Some years back, I remember reading a MedPage Today post by Vinay Prasad that, upon hearing of his death, honored one of his professional mentors, Dr. Eli Estey, MD,. In the post (and in the internally linked interview with Dr. Estey), he describes how drug development and treatment protocols originated not from the private special interest sectors, but rather from the doctors and researchers in the clinic. This passage from his tribute highlights how much things have changed (A link to the full post is below):

"Cancer medicine was different then. The majority of cancer research was funded by public sources and philanthropy, and the role of the biopharmaceutical industry was virtually absent. Research moved fast and chaotically.

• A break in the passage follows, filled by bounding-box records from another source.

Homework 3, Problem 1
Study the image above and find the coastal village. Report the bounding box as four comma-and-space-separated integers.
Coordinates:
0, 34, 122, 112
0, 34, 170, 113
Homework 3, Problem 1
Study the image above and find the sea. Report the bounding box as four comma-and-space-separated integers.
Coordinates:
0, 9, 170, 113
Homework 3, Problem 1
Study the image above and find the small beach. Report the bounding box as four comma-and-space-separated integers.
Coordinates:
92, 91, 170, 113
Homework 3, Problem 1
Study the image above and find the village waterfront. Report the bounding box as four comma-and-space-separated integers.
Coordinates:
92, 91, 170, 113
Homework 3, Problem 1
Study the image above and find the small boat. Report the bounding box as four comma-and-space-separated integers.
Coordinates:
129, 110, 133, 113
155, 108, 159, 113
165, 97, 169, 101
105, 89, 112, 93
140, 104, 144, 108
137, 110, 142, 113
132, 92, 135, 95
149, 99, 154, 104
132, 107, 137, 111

A clinical observation could rapidly transform into an investigational protocol, and paperwork and bureaucracy had not yet metastasized and sapped the strength of clinical researchers."

Now the drug/medical industry design the clinical trials and pay doctors directly to run them. (see ProPublica's Dollars for Docs and the newer, updated Open Payments for how much they pay them!) They even seem to more and more even write the research papers for clinical trials, with the docs relegated to little more than the role of proof-reading signatories.

Links:

What Happens When All the Great Doctors Are Gone? — In commemoration of the late Elihu (Eli) Estey, MD, by Vinay Prasad, MD, MPH, MedPage Today, Perspectives, October 13, 2021

medpagetoday.com/opinion/vi...

Dollars For Docs - How Industry Dollars Reached Your Doctors, ProPublica (Note: with the advent of the Open Payments US Gov. website the ProPublica data was last Updated October 17, 2019.)

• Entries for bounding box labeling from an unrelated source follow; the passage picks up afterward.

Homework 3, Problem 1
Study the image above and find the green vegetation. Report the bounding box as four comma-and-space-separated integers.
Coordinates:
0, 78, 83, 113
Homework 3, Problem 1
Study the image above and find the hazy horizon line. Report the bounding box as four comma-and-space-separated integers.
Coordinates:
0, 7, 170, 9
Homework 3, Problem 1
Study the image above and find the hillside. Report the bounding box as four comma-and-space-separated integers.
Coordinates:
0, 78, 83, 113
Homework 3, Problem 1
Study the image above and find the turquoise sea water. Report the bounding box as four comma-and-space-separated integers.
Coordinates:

projects.propublica.org/doc...

Open Payments - Learn about the financial relationships that drug and medical device companies have with healthcare providers

openpaymentsdata.cms.gov/

* * *

P/MB - In closing out this reply, Thanks for the commentary & I hope those steps have turned into walks, with the ultimate goal being runs. Stay strong, safe, and well. Ciao - Capt'n cujoe

Justfor_ profile image
Justfor_ in reply to cujoe

Dollars For Docs related.

I was told by a tour organizer that their best clients are the pharmaceutical companies sponsoring medical congresses. Their mandate is simple: "Pay anything docs and their spouses request. We cover for anything". I was naive enough to ask: " Do they pay for the wives also?". The answer was much illuminating: "Of course, but it doesn't amount much. Only the additional air ticket and the cost of organising a parallel program for accompanying persons. The room is already paid, single or double occupancy doesn't make any difference. In fact, the cost to the pharma company is less if the doc is with his wife". "How come this", I asked. "Do you know how much you have to pay for calling a hooker in a 5 star hotel?". I remained speechless!!!

cujoe profile image
cujoe in reply to Justfor_

The cost is thus . . . "Priceless !" 🤑

Ελπίζω όλα να είναι καλά με εσάς και την οικογένεια.